What could be a mechanism of the effects of ImC? These cells are comprised of immature macrophages and myeloid cells known to produce NO. NO is a well-described factor that inhibits T cell function (18). To investigate the role of NO in the observed effects of ImC we used a competitive inhibitor of NO synthase, LMMA (19). LMMA did not significantly affect the inhibitory effect of ImC on TT-dependent T cell proliferation or on FLU peptide-specific IFN-γ-producing cells (Fig. 5⇓). To study the role of soluble factors released by ImC, these cells and DC were cultured for 24 h in U-bottom 96-well plates at a concentration of 5 × 105 cells/ml. Cell supernatants were collected and immediately used in experiments with TT-dependent proliferation and FLU peptide-specific response. In these experiments DC and T cells isolated from HLA-A2-positive healthy volunteer were used. The presence of supernatants at a final concentration as high as 20% (v/v) did not significantly affect the T cell response (data not shown).
An inhibitor of NO production (LMMA) does not change the effect of ImC. T cells, ImC, and DC were isolated from cancer patients as described in Materials and Methods. A, Ten thousand DC were mixed together with 100,000 T cells with and without TT (1 μg/ml). Ten thousand ImC were added to the DC-T cell mixture and incubated for 5 days. LMMA was dissolved in PBS and added at the start of the culture at a final concentration of 0.5 or 1 mM. T cell proliferation was measured in triplicate as described above. The values of T cell proliferation in the absence of TT were subtracted. The averages ± SE in one experiment are shown. Two experiments with the same results were performed. ∗, Statistically significant differences from T cell proliferation without ImC (p < 0.05). B, Lin−HLA-DR− ImC and Lin−HLA DR+ DC were isolated from the peripheral blood of HLA-A2-positive cancer patients. CTLs specific for influenza virus-derived peptide were generated from HLA-A2-positive donor as described in Materials and Methods. DC (104) were mixed with 105 CTLs and cultured for 24 h with and without specific peptide (DC). In parallel wells CTLs were cultured with 104 ImC and 104 DC. LMMA was added at the start of the culture at a final concentration of 1 mM. The number of IFN-γ-producing cells per 106 cells was measured in triplicate using an ELISPOT assay as described in Materials and Methods. The average ± SE are shown. Two experiments with similar results were performed. ∗, Statistically significant differences from the results with cells incubated without peptide (p < 0.05); #, statistically significant differences from the results obtained without ImC (p < 0.05).

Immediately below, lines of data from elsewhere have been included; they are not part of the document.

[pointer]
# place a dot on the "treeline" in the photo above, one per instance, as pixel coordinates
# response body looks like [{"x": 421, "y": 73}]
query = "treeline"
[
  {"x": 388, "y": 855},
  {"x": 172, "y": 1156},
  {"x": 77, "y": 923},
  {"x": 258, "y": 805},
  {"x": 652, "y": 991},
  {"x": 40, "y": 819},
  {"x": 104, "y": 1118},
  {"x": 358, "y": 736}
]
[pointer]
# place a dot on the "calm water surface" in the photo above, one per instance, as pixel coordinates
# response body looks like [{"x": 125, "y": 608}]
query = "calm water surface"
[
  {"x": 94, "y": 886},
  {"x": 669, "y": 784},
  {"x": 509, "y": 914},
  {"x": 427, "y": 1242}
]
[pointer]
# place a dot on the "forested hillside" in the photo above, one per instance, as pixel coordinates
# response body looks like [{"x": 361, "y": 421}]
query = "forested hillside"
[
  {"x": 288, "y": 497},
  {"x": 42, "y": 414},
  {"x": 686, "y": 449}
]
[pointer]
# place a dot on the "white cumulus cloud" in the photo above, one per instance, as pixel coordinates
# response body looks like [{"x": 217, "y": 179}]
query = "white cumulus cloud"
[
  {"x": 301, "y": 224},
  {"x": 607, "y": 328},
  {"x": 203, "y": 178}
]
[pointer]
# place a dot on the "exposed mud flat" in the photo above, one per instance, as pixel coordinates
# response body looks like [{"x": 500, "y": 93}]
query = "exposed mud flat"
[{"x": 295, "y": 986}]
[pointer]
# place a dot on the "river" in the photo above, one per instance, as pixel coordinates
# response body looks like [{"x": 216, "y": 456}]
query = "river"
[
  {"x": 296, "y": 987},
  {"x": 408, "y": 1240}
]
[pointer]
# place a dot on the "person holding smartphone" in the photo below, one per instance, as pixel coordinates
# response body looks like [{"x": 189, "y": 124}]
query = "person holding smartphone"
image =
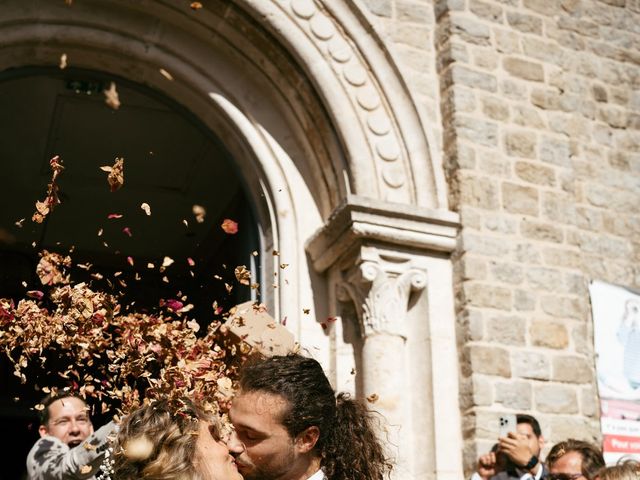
[{"x": 516, "y": 455}]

Differentiation of immature myeloid cells with ATRA
ATRA is a natural oxidative metabolite of vitamin A and is known to be a regulator of cell differentiation (20, 21). ATRA induces terminal differentiation of promyelocytes into mature neutrophils in patients with M3 (acute promyelocytic) leukemia (22). Because the majority of ImC were represented by immature myeloid cells at early stages of differentiation, we hypothesized that these cells can be differentiated into mature cells by ATRA. To test this hypothesis cells from DC fractions of cancer patients were cultured with 30 ng/ml of GM-CSF and different concentrations of ATRA (5 nM to 10 μM). After 5 days the total number of cells and cell viability were measured. ATRA at concentrations of 5 and 10 μM was toxic for the cells. Cell viability returned to a control level at 1 μM and remained at the same level at all other tested concentrations (Fig. 6⇓A). The total number of recovered cells remained at the control (no ATRA) level at concentrations from 10−6 to 5 × 10−8 M and increased at lower concentrations of ATRA (Fig. 6⇓B). In all subsequent experiments we used ATRA at concentrations of 1 μM and lower. Five-day incubation of cells with ATRA dramatically reduced the presence of ImC and increased the presence of DC. In four experiments the proportion of Lin−HLA-DR+ DC increased from 30.4 ± 4.8% (in the presence of GM-CSF alone) to 70.2 ± 5.6% (at an ATRA concentration of 1 μM) and was slightly lower at an ATRA concentration of 0.5 μM. A further decrease in the ATRA concentration cancelled the effect (Fig. 7⇓A). Similar dramatic changes were observed in the presence of Lin−B7-2+ DC (Fig. 7⇓A). The proportion of CD83+ (marker specific for mature DC) cells in the DC fraction increased in the presence of 1 μM ATRA by almost 4-fold. To confirm that these cells were indeed DC we used an allogeneic MLR (a specific function of relatively mature DC). In five independently performed experiments ATRA dramatically increased the ability of these cells to stimulate control allogeneic T cells (Fig. 7⇓B). These data indicate that ATRA was able to differentiate the majority of ImC to DC.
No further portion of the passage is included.